Not with socks4.  I'm also not sure about H2 (Which SSL connections to different servers, if available).  There are also direct lookups, which are done by various consumers in Chrome (With PAC scripts being the most obvious).

Err...by PAC scripts, I mean DNS lookups done by PAC scripts, not DNS lookups for the host serving the PAC scripts.

Also, I think SSL uses DNS for something (Cert Transparency logs?).

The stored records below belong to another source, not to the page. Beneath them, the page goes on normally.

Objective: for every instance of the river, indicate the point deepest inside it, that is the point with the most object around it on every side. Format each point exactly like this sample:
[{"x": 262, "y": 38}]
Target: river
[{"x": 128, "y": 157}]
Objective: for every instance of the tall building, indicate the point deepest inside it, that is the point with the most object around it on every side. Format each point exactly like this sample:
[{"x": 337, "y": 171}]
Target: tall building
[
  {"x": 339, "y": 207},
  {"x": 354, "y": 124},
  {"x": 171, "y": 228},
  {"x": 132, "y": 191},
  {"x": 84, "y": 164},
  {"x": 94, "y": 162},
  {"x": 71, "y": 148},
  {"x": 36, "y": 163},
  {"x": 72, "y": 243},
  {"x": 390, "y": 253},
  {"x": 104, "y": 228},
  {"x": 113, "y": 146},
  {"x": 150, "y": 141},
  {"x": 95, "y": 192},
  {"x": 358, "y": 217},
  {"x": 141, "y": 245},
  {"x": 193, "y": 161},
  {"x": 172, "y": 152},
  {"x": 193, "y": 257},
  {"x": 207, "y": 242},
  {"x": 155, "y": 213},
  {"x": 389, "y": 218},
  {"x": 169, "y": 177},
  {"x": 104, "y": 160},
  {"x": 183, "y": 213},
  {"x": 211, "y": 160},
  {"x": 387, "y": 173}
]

Regarding using HOST_RESOLVER_SYSTEM_ONLY to disable DOH: This would work (at the DNS layer) but I don't think its ideal.  Eg, such requests should probably still use non-DOH async resolution when otherwise enabled.  I would be in favor of a separate doh-specific option.  |skip_secure_dns| proposed in the DOH design sounds reasonable to me and could be set for these requests.  Should be fairly easy to implement.

Regarding per-context HostResolver instances: I can see the strong argument to separate config and cache, but another big responsibility of HostResolver is task scheduling.  Not breaking crappy routers with too many concurrent DNS requests is naturally a global resource.  Should we maybe work to have one system HostResolver with per-context config and cache? Or, alternately, maybe the separate per-context resolvers are locked to only handle DOH (since I'm assuming DOH-enabled servers will be much more resilient than your standard crappy router), and either enforce that callers use the correct one or delegate when needed from per-context resolvers to the system resolver.

For anyone following this bug but not dalyk@'s DoH document, the current proposal there (I'm summarizing):
*HostResolver lookups for the proxy hostname should set a |skip_proxy| flag (to be added to HostResolver) to signal that flags should be set to bypass the proxy for DoH requests.
*To handle proxied contexts, keep a single global HostResolver, but instead of containing a single URLRequestContext for handling DoH requests, context will be set per-request (possibly using a wrapper that automatically uses the context from which the HostResolver was retrieved to avoid making all callers actually specify the context).
*Single shared HostCache but adding new is_doh and proxy_url values to the cache key to separate off those results.

Eric: Do you have a link to this document? Got linked to this bug from a CL, so I suspect there's missing context.

The doc Eric is talking about is the DoH setting design doc (internal only: https://docs.google.com/document/d/1ifeqS0VJ0AFo76ubhmgEcM3khFbK7Xt5tBV0yOFKpIU/edit?usp=sharing).

Is there a public doc for sharing?

Not currently. I think my favored approach would be to take specific aspects of the DoH design to public lists/bugs when wider input would be helpful. I'm not convinced that it would be worth the effort to maintain a public version of the entire design doc scrubbed of any product/legal discussions that should remain internal.